Next steps for moving towards preservation
- Start documenting policy decisions. This page, its siblings, and its children are good starting points.
- As we make decisions, determine what documents we should sort the decisions into, and what person/group should manage each document. Many documents will be managed by the Repository Manager on a daily basis, but regularly reviewed by the Repository Preservation Board.
- Look over documentation from other preservation repositories. Possibilities include:
- California Digital Library
- Digital Curation Center
- National Library of Australia
- Arts and Humanities Data Service
- Determine who should be invited to join a Repository Preservation Board. This group needs broad representation across the libraries and the major users of the repository, but needs to be small enough to make decisions effectively. This group should meet regularly to ensure that policies meet the needs of the repository's users, and ensure that policies are being followed.
- As collections are added to the repository, validate whether they meet the current policies.

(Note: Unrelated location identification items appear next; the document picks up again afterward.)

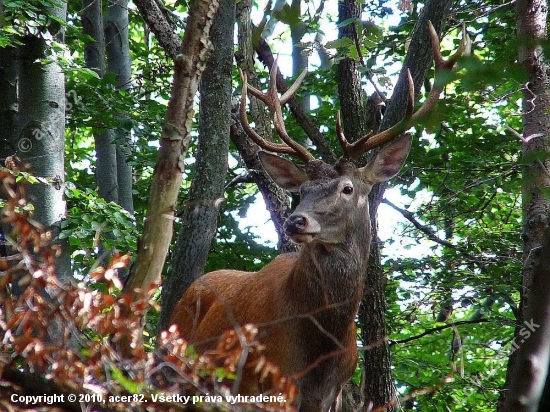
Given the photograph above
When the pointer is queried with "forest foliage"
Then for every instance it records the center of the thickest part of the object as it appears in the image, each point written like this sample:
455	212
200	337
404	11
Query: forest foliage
453	261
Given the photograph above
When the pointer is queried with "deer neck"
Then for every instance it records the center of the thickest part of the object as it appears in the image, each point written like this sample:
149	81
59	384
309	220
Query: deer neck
329	279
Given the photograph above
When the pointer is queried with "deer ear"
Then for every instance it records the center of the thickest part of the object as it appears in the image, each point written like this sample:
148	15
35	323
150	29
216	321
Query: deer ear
389	161
283	172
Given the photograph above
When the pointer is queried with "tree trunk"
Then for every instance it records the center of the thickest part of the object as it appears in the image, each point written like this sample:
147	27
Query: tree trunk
174	143
276	199
531	30
8	121
94	55
41	91
379	389
199	219
119	62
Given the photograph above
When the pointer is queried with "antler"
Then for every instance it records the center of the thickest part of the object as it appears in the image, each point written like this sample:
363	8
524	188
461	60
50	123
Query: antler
273	103
370	141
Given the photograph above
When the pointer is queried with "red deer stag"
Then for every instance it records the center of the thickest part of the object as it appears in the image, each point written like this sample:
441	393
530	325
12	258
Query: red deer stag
304	304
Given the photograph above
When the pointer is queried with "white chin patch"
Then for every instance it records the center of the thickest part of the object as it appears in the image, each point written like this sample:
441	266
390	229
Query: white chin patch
302	237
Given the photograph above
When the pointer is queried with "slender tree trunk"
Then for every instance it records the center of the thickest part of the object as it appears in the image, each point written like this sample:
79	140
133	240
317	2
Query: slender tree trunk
276	199
532	28
41	91
174	143
379	390
94	55
119	62
199	220
8	120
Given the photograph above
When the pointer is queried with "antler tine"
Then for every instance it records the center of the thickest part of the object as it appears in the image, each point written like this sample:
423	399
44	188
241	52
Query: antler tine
370	141
273	103
464	49
259	140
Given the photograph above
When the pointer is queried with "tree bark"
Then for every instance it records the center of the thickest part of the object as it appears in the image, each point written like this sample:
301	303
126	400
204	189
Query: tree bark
94	56
276	199
174	143
119	62
379	388
41	140
531	30
199	219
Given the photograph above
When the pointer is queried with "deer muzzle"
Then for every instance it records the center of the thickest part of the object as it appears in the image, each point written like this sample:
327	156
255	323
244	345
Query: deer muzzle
301	228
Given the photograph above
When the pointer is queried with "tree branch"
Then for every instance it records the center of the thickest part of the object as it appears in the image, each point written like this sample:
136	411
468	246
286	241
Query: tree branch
423	228
437	329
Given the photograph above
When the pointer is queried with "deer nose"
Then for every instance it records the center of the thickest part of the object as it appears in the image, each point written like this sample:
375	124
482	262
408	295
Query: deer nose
296	223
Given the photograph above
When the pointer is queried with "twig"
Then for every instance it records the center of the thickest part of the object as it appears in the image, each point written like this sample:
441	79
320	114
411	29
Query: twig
423	228
437	329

Provide some central way to track this...
- Move towards a better Fedora/HPSS connection, so we can take advantage of preservation tools that are developed by the Fedora community.
- Set up an initial meeting of a Repository Preservation Board.
RLG "Trusted Digital Repository" checklist
A new version of this checklist, called the TRAC, Trusted Repository Audit and Certification, has been released.
The most important document related to preservation is RLG's Audit Checklist for the Certification of Trusted Digital Repositories. While this checklist is a good place to start working on our preservation system, we won't treat it as a mandate.
Melanie Schlosser has started a workspace to organized the items on the checklist and document how the current DLP activities relate to them.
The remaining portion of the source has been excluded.